最新の高密度赤外線ランプを使えば、システム全体を分解する手間なしに、熱の不均一さを解消できます。
アップグレードの真の秘訣
単に新しい電球を買うだけでは不十分です。ワット数あたりの効率を考慮する必要があります。
もし古いランプの出力が低すぎる場合、コンベヤーの速度を上げて対応しなければならず、その結果、粉末が適切に硬化しなくなります。より高出力の短波長赤外線ランプに交換すれば、理想的な硬化温度に到達するのがずっと早くなります。そうすれば、粉末の流れや架橋も速くなり、部品が長時間高温状態に置かれることもありません。
注意点
ただし、熱が強くなると、電気系統に負担がかかります。2kWのランプから3kWのランプに変更する場合は、必ず配線やブレーカーを確認してください。初日にヒューズが切れてしまっては困ります。

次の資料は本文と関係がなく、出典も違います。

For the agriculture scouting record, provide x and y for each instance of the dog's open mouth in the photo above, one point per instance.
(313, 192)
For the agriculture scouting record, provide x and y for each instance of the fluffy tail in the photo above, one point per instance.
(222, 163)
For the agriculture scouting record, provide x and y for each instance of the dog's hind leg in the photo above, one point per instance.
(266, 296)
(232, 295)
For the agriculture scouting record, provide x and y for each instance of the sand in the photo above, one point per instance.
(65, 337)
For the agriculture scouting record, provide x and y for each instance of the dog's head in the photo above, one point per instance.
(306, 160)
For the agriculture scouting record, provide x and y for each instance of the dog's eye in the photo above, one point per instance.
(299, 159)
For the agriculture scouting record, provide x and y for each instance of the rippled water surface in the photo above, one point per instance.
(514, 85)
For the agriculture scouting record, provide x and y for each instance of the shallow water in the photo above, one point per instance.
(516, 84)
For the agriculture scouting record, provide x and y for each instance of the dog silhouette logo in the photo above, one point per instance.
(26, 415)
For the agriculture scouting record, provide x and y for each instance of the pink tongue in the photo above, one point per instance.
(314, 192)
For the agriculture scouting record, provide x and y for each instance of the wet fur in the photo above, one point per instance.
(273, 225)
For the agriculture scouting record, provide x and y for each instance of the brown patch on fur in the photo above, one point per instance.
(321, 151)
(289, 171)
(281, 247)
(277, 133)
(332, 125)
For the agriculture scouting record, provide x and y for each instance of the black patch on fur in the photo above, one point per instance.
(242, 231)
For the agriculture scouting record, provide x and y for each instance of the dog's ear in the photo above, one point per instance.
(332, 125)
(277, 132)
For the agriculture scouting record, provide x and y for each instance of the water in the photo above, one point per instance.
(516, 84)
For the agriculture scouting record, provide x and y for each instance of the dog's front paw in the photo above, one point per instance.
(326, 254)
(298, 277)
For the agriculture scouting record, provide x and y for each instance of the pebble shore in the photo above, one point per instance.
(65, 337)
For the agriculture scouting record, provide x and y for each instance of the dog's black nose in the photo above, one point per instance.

また、多くの人が見落としている点があります。それは「反射器」です。傷んだり酸化した反射器の前に新しいランプを設置しても、無駄遣いになります。反射器が壊れていると、熱の約30%が部品ではなくオーブンの壁に逃げてしまいます。反射器を修理すれば、ランプが本来の役割を果たせます。
努力する価値はあるのか?
最良な点は、これが「そのまま交換できる」解決策だということです。コンベヤーを動かす必要もなく、工場のスペースを変更する必要もありません。単に素子を交換し、ゾーンコントローラーを調整するだけで済みます。そうすれば、再び正常に稼働できます。部品全体の温度が均一になり、不良品が減り、電気代も削減されます。完全な再構築ではありませんが、問題を解決するのに十分です。